Arms, Groups and Cohorts
- Experimental: Arm A(2 cycles of neoadjuvant therapy)
- Neoadjuvant: Prior to surgery, participants receive up to 2 cycles (cycle length: 3 weeks) of sintilimab [200 mg, intravenous (IV); given on cycle day 1] in combination with neoadjuvant chemotherapy, consisting of albumin-bound paclitaxel [260 mg/m^2, IV; given on cycle day 1] and carboplatin [AUC 5- 6mg/mL/min, IV; given on cycle day 1 ] . Adjuvant: Followed by surgery within the 4th week after the second dose of sintilimab, participants will receive 2 cycles of adjuvant chemotherapy with the original regimen , and the researcher will decide whether to radiotherapy or not according to the clinical situation and pathological stage of the patient.

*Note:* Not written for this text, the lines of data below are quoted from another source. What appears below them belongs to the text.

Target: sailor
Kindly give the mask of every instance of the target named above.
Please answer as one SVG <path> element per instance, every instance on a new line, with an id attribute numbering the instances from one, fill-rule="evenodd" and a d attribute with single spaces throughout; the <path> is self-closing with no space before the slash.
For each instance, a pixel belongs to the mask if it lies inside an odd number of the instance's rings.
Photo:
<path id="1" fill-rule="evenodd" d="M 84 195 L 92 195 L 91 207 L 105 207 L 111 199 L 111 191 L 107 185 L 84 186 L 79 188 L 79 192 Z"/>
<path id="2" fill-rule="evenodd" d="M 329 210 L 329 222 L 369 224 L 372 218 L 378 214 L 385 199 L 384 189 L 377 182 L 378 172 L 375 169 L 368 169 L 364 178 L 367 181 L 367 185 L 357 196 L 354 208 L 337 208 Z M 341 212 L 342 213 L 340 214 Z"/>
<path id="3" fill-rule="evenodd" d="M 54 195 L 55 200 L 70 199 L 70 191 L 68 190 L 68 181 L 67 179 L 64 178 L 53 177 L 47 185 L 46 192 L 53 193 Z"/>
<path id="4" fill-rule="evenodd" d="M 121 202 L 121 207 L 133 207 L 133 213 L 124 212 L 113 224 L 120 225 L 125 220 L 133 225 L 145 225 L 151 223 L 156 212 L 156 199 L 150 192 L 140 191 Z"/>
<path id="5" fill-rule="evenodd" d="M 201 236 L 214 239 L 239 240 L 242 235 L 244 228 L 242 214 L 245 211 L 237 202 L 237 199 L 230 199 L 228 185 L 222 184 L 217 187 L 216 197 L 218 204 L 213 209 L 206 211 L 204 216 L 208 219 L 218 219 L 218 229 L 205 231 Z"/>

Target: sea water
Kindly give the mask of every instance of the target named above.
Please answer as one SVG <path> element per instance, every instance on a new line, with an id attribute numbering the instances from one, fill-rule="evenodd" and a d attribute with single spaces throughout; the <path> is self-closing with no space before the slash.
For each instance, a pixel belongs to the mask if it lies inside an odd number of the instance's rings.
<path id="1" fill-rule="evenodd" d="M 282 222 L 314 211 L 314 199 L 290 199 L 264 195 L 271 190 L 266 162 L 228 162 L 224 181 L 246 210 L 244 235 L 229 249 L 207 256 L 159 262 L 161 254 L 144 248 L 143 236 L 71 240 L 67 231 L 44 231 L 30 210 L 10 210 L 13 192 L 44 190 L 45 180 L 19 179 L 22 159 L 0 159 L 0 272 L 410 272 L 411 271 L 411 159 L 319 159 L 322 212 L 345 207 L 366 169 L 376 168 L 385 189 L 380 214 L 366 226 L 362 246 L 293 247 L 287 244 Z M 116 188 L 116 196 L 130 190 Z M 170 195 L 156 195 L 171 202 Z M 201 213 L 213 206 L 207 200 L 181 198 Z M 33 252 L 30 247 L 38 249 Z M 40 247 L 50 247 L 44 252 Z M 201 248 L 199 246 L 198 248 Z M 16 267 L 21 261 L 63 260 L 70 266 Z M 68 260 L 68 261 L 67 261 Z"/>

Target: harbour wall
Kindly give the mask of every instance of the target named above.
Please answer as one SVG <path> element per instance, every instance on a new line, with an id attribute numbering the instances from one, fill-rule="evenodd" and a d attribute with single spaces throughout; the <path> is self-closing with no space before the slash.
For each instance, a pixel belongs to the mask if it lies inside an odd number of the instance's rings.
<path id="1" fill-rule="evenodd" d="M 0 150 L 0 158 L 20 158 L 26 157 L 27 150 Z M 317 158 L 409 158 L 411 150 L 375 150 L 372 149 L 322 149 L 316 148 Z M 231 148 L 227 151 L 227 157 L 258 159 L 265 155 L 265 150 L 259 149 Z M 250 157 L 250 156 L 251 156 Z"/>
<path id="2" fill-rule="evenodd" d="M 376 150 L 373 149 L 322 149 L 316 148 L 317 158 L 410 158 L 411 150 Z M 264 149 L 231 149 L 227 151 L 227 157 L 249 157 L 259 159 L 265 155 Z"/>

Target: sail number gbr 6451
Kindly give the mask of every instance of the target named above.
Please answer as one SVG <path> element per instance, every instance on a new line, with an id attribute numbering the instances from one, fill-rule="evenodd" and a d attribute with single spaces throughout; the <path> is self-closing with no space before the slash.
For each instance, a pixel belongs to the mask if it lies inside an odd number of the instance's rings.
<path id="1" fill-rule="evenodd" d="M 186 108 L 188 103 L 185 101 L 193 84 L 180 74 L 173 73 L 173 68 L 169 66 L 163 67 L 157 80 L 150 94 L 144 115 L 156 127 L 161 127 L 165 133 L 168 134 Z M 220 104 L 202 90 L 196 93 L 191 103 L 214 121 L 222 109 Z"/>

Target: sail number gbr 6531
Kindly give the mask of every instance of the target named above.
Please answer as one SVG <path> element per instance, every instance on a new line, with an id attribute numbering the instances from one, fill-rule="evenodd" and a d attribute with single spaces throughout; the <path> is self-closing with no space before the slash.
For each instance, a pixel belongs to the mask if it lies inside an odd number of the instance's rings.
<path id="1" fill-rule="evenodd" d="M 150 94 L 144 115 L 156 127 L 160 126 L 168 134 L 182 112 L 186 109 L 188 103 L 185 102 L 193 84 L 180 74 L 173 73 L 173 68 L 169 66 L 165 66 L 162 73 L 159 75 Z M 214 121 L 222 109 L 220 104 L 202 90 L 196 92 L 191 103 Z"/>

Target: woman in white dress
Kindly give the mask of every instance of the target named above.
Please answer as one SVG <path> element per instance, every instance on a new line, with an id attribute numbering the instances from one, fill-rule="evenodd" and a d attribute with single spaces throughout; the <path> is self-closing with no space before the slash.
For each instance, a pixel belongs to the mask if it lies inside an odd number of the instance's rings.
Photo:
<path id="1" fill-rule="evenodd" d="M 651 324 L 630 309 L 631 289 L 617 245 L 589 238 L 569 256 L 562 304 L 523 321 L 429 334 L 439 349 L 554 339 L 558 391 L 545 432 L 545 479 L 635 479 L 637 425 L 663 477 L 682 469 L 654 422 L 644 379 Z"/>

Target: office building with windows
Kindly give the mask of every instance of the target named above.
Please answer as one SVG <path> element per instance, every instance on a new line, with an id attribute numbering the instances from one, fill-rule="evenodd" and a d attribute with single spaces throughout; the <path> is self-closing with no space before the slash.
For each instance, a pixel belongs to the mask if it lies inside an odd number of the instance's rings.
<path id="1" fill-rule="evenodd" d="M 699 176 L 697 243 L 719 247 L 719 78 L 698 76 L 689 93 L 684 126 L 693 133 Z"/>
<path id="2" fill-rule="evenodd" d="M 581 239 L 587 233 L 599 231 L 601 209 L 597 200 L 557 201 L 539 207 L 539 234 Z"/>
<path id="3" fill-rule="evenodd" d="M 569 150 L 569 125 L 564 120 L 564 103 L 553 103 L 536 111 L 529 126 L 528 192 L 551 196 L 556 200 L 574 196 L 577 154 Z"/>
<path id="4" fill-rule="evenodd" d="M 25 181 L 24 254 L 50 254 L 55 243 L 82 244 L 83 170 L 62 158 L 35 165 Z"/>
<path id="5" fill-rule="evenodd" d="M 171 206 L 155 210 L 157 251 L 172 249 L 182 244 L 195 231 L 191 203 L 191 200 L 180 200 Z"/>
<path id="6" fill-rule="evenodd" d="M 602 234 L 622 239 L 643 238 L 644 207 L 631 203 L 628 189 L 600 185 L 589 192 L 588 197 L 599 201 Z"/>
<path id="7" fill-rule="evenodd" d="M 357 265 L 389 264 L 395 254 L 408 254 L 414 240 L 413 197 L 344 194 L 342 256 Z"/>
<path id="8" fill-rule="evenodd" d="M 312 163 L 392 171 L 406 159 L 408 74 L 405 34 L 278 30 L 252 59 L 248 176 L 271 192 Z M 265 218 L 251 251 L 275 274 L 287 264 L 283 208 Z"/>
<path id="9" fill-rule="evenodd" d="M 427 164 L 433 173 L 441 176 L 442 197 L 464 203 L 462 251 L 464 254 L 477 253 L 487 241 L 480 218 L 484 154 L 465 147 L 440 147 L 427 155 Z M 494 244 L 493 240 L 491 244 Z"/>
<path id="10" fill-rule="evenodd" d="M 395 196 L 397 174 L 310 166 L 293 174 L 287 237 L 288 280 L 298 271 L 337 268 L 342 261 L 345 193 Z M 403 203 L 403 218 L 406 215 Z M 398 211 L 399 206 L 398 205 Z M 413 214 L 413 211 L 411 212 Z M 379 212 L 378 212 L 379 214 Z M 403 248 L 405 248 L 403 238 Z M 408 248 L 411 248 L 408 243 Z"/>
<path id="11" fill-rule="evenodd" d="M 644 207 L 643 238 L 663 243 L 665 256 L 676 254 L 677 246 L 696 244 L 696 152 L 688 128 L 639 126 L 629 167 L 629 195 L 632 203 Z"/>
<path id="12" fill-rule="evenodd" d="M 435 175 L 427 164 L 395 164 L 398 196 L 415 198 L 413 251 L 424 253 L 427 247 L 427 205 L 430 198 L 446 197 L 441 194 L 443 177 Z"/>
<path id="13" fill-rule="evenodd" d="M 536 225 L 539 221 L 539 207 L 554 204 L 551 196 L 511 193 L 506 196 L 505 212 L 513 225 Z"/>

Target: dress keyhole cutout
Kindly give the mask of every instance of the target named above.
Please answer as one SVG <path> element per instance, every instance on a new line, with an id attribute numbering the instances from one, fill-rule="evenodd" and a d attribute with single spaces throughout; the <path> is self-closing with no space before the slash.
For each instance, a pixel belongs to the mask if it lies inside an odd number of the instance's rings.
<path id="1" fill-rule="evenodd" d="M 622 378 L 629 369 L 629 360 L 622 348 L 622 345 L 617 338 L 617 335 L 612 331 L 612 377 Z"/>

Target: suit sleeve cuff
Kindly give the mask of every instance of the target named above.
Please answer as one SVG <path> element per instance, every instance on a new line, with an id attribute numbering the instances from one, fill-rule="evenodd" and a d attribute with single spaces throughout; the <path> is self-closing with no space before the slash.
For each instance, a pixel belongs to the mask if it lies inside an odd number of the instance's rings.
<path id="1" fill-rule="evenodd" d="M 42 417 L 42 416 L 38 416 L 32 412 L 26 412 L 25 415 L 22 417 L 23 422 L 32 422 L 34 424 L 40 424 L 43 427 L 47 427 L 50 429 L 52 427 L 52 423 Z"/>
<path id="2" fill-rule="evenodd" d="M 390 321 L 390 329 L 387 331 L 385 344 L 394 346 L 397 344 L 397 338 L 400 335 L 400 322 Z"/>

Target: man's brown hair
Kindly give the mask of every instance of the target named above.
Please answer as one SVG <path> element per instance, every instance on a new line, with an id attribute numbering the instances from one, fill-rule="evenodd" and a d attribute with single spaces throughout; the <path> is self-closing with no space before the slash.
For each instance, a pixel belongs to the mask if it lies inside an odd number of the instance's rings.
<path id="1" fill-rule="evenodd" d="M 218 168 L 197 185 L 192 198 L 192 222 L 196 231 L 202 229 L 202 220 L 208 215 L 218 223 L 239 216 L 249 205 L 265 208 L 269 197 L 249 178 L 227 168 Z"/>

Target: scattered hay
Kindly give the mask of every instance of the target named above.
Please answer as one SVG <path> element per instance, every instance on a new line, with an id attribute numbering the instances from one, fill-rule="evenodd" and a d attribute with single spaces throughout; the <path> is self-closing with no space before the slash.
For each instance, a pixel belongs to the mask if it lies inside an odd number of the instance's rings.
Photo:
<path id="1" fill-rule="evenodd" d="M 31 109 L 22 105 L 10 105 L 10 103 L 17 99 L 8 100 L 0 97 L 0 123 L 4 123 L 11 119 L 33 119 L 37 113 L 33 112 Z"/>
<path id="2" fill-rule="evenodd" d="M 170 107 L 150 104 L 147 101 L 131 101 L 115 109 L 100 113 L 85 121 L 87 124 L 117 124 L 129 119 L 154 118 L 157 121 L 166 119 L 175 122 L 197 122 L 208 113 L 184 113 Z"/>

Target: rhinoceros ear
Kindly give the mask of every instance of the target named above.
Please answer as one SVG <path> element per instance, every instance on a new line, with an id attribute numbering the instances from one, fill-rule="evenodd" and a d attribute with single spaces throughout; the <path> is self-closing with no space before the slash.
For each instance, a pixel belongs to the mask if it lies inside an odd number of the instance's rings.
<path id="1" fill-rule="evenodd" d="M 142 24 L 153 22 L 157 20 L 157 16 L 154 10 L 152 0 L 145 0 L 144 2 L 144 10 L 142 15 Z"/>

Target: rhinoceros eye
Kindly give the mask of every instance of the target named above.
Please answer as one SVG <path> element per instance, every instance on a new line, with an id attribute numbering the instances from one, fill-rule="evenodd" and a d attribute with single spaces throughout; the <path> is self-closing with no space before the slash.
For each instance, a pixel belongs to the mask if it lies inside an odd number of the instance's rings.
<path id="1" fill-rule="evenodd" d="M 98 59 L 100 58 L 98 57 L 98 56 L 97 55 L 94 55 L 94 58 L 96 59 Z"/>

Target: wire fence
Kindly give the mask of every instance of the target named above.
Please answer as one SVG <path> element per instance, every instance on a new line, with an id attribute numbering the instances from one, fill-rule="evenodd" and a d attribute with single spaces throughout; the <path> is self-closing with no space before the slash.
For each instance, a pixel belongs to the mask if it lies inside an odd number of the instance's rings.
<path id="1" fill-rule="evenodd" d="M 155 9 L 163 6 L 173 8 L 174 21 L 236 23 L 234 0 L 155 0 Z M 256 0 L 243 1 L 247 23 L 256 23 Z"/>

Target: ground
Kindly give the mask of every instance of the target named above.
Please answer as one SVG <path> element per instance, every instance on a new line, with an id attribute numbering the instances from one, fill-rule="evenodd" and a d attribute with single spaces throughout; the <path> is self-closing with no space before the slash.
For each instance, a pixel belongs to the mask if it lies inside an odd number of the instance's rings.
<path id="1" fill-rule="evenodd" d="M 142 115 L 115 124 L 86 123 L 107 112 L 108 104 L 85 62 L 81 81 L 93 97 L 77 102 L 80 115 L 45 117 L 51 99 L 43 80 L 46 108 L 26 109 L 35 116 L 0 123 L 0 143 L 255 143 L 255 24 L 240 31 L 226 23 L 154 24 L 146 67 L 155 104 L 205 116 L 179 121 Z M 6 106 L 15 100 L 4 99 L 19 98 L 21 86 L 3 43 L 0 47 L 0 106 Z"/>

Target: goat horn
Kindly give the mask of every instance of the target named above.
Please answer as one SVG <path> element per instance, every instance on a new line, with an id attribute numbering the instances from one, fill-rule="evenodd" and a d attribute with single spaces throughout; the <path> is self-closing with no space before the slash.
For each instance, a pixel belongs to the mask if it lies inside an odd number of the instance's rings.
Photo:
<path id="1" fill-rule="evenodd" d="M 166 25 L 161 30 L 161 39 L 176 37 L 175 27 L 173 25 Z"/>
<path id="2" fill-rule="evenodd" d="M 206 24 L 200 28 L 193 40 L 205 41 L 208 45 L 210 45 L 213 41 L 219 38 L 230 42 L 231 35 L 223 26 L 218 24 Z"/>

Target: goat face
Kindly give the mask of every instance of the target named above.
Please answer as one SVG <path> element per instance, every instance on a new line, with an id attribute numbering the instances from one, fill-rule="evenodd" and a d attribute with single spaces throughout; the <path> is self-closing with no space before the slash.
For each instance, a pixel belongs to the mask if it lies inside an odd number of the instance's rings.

The maintenance treatment of sintilimab [200 mg, intravenous (IV); given on cycle day 1; cycle length: 3 weeks] may be selected upon subject request for up to 1 year.
- Experimental: Arm B(4 cycles of neoadjuvant therapy)
- Neoadjuvant: Prior to surgery, participants receive up to 4 cycles (cycle length: 3 weeks) of sintilimab [200 mg, intravenous (IV); given on cycle day 1] in combination with neoadjuvant chemotherapy, consisting of albumin-bound paclitaxel [260 mg/m^2, IV; given on cycle day 1] and carboplatin [AUC 5- 6mg/mL/min, IV; given on cycle day 1 ] . Adjuvant: Followed by surgery within the 4th week after the second dose of sintilimab, the researcher will decide whether to radiotherapy or not according to the clinical situation and pathological stage of the patient. The maintenance treatment of sintilimab [200 mg, intravenous (IV); given on cycle day 1; cycle length: 3 weeks] may be selected upon subject request for up to 1 year.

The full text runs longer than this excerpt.